In July, the Peshmerga and Iraqi army nearly came to blows when Baghdad deployed troops in Kurdish land along the Syrian border. If Syria’s Kurds were able to cut a post-war deal, similar problems could be expected.
Given the relative independence and wealth of the KRG, a good relationship with the semi-autonomous entity could be instrumental for autonomy and self-sufficiency for Syria’s Kurds. But, under the influence of the militant Kurdistan Workers’ Party, the PKK, Syria’s most dominant Kurdish groups do not exactly see eye-to-eye with the KRG – which has maintained a good relationship with Turkey (the target of the PKK’s attacks).
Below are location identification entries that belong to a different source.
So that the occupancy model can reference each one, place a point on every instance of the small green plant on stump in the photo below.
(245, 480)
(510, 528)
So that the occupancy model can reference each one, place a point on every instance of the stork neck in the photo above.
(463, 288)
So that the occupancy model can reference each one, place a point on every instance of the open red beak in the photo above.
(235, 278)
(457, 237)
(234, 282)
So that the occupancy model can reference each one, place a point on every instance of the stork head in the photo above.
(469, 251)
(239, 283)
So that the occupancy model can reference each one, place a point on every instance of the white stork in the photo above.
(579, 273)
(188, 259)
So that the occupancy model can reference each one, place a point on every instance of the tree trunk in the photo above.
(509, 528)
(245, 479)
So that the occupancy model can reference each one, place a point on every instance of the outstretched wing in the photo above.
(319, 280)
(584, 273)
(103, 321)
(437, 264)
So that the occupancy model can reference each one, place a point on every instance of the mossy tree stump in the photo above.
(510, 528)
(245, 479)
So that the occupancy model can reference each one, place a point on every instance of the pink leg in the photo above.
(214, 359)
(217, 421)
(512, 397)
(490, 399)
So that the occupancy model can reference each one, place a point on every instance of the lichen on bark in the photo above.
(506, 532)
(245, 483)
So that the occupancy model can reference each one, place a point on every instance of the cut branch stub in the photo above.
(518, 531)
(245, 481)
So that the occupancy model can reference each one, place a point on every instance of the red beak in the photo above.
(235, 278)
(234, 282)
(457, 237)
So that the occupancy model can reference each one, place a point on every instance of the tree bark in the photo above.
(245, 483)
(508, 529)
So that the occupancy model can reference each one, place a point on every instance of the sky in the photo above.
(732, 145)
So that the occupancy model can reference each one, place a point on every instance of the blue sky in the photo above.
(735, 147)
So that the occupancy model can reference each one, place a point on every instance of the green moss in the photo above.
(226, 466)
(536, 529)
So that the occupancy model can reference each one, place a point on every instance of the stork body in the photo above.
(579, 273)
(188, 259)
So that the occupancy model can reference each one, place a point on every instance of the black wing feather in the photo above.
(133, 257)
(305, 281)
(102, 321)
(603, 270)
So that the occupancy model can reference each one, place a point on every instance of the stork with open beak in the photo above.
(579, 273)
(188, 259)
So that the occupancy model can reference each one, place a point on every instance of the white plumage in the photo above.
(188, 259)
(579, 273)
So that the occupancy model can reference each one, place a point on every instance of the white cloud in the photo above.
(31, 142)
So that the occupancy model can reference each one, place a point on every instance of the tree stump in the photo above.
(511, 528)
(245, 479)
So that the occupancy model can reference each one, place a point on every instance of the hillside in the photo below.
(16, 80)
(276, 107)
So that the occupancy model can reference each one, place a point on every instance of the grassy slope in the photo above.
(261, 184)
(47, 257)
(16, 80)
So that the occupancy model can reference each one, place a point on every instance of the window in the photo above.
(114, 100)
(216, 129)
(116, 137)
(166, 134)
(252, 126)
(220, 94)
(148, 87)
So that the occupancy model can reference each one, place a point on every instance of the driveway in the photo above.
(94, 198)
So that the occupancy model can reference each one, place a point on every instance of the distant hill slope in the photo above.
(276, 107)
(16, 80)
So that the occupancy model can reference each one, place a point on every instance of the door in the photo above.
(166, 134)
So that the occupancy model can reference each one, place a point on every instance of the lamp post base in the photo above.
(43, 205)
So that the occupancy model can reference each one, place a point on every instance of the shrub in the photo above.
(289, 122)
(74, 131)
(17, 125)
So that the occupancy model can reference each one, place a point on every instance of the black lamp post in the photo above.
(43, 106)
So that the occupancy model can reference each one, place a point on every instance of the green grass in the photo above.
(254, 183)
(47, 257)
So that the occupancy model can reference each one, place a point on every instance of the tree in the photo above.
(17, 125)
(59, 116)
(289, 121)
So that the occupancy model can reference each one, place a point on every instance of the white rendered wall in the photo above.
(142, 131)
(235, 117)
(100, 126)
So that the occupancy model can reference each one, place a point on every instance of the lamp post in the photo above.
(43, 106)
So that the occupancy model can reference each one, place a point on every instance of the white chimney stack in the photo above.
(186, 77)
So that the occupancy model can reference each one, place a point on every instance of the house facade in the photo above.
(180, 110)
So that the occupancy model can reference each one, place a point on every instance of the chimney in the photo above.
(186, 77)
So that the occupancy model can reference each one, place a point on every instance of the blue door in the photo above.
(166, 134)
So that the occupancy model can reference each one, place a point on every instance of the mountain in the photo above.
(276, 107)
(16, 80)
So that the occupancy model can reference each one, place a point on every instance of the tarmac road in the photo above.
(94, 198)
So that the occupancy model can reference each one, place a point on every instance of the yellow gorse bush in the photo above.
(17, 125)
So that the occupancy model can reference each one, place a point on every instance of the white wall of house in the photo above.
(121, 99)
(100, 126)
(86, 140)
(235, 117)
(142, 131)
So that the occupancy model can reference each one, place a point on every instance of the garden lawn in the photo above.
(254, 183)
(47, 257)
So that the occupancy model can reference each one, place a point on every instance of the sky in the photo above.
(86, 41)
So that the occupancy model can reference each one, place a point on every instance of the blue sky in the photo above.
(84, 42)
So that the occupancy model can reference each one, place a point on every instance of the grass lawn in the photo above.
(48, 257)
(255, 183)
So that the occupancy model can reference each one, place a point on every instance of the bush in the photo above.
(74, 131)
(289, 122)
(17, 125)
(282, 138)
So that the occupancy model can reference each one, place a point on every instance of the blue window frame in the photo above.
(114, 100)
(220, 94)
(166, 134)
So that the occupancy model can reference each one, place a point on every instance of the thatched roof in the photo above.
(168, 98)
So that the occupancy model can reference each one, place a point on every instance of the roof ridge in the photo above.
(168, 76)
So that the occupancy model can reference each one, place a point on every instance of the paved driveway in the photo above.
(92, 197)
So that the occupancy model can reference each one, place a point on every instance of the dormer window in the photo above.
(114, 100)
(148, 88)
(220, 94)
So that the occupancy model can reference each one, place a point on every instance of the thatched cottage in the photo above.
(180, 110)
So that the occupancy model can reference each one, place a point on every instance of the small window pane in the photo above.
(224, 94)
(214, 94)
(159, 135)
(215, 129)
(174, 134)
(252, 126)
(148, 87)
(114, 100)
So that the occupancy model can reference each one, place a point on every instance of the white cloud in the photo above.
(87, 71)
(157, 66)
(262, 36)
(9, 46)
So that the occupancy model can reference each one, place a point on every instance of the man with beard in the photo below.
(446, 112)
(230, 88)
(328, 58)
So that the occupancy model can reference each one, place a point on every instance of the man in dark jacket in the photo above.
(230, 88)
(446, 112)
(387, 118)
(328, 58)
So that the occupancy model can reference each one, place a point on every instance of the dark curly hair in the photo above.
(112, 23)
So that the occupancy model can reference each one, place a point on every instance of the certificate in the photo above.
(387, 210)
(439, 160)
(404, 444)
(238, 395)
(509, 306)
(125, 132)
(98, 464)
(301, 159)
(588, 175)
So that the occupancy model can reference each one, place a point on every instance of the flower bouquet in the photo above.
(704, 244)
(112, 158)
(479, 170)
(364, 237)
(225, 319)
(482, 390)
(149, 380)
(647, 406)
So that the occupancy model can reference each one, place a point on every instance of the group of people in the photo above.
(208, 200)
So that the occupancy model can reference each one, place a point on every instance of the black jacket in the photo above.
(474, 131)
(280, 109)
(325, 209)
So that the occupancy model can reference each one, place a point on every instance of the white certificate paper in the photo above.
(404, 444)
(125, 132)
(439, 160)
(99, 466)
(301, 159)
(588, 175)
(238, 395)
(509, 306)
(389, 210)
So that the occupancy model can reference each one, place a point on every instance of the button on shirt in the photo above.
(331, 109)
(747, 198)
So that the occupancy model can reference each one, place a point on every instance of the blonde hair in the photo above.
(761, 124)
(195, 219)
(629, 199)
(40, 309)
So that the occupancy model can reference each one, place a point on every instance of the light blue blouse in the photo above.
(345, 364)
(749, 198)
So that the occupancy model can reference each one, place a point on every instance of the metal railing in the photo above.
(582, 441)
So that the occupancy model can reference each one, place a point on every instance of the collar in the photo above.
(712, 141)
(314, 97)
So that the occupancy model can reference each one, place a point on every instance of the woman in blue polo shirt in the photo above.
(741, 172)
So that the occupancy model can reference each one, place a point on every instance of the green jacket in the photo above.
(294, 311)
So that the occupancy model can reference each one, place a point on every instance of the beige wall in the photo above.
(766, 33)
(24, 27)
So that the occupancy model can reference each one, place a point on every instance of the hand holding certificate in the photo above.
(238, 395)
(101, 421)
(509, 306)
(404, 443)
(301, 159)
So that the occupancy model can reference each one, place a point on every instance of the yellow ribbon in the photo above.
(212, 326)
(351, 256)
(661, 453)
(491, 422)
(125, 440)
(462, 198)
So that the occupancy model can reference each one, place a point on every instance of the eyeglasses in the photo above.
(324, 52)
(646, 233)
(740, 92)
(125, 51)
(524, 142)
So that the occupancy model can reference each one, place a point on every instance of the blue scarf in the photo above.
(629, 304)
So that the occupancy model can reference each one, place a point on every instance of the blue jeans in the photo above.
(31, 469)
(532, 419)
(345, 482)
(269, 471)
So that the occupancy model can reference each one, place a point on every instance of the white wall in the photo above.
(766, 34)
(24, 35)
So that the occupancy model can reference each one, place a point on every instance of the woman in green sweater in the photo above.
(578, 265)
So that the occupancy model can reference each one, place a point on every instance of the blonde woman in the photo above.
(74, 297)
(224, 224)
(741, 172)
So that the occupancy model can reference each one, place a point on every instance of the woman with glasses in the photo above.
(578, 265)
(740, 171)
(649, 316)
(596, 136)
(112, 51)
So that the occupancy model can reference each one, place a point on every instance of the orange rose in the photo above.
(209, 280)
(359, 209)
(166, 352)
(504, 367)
The Iraqi central government in Baghdad – which recently began exerting more influence on the borders of Iraqi Kurdistan, shutting down the crossings on many occasions – could also play the role of a spoiler preventing Kurdish relations improving.
In Syria itself, there is already a high degree of hostility between the Kurds and other actors in the civil war.
Since they gained dominance and control in many of Syria’s Kurdish areas, the Democratic Union Party (PYD) — the most powerful Syrian Kurdish political party that is affiliated with the PKK in Turkey — has been wary of the Free Syrian Army’s intentions and vowed to prevent the rebels from entering Kurdish areas.
On October 25, Free Syrian Army members moved into Aleppo’s Kurdish-majority Ashrafieh neighborhood as part of a push they made ahead of the United Nations-backed Eid ceasefire attempt. The move prompted clashes with Kurdish militias and eventually tit-for-tat kidnappings. In early November, the Free Syrian Army kidnapped a female Kurdish militia leader, exacerbating the situation. Currently, despite attempts at a ceasefire, clashes between the Free Syrian Army and Kurdish militias continue sporadically.
According to Landis, the gist of the message that the Free Syrian Army is sending the Kurds by entering their areas and engaging in battles is that “you don’t get to become Switzerland and be neutral; there is no Switzerland in Syria and if you side with the government we’re going to make you feel the pain.” Detractors of the PYD have accused the group of being aligned with the Assad regime, though the organization denies this and says it is against the government.
Militarily, with only several thousand fighters, the PYD’s forces are outnumbered and see hostile threats on all fronts. Still, they are readying their militias for possible confrontations to protect what they have gained.
“We are organizing ourselves, our people, to be ready for everything, for every possible situation by this regime or a future regime,” said Saleh Mohammed, the leader of the PYD. “Even if there is any invasion by Turkey, we are ready for it."